I always have loved vistas of wildflowers, and the red poppies seen in so many French paintings always seem wonderful to me. Red like that is hard to find (I think) in the natural world. Painting it is even harder. I ended up using mostly Cadmium Red Orange.
This is another direct watercolor from this morning, but because of the multiple layers of washes, I had to let it dry in between. I went about getting ready for work between layers. At first, I just did a sky and put in colors of grasses and poppies – but they all bled together, so the second attempt – the one above – is the final version. If you look at the pictures below – click on them to see them in sequence – you can see what I did. I scanned each wash layer before doing the next.
Sk with white for grasses and flowers
Base wash with white space for poppies
Poppies on dried washes
Now that I feel a bit more accomplished in some of my watercolor skills, I have taken the time to think about a few things. Specifically, what to do next. I think negative space, or negative painting, seems like the next best step. I am not sure why – it just feels right. That is how I painted my two moonlit sycamores. Now it is time to paint their leaves. Below is a photo I took the other day, which is my reference point.
I started out with three primary colors: Cobalt Blue, Cadmium Yellow, and Permanent Rose. First, I wet the paper and then made a few distinct areas for each color. Then I tipped the paper around (it’s mounted on a board) so the colors would blend and bleed. As it is probably only 90# paper, there was buckling and pooling, but decided to just let things happen. After it dried, I drew in the shapes of the leaves, and then worked around the leaves and twigs with a wash of varying strengths that combined Cobalt Blue and Burnt Sienna. The veins were a bit of Hookers, Sap, and Cobalt Green. Altogether, there are multiple layers of washes / glazes – some successful, some not. The final overlaying wash was a mixture of Carbazole Violet, Cobalt and Ultramarine Blues.

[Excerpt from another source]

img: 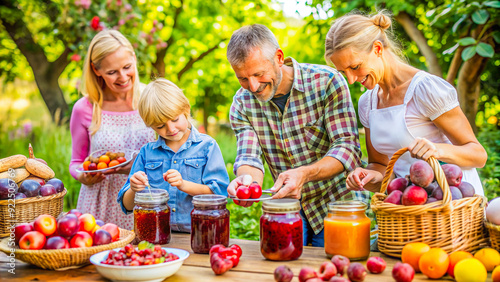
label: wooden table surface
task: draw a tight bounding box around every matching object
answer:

This painting has a lot of problems – too tight, too overdone – but the problems also present future solutions, which I hope to visit in the not-too-distant future. I feel like it is moving toward mud, too, which is something I always have to watch out for.
Ahhh. Frustration. Nothing like it to make you feel like crap! Or to push you past your comfort zone.
Comfort zone: Ink, watercolor washes.
Sort of comfort zone: pencil drawing.
Disaster! Warning! Alarm zone: Watercolors! We won’t even consider these at present.
There are times when a good book helps you out a lot. These are studies copied from a book by Claudia Nice. What is good about these kinds of studies is that there is detail, but not a desire to be so realistic you are going to scream, if super realism is not your thing. (It’s not mine.) Here, you will fine stippling and hatching, and cross-hatching. Each of these brings dimension and texture. Add some watercolor washes, and it can really make things pop out.
Sort of Comfort Zone
I think I mentioned in an earlier post that I have never really done any formal consideration of pencil drawing. To me it seems counter-intuitive to think about pencil drawings beyond pencil drawings of a casual quality, like the scribbles and doodles students turn in with their work. Rather, I looked at a drawing book from the library and had a deeper appreciation for the textures pencils can make. As with pen and ink, stippling and hatching are at work – but so are circles and lines in varying directions, along with lines which depict texture, such as the little hook-shaped lines at the very bottom.
Today, I filled up a palette with watercolor pigments. Now, I am slowly studying washes and wet-into-wet. I am also using a whole slough of pigments I have never used and dropping some of my old standbys. I am feeling like crap. But, perseverance. Onward.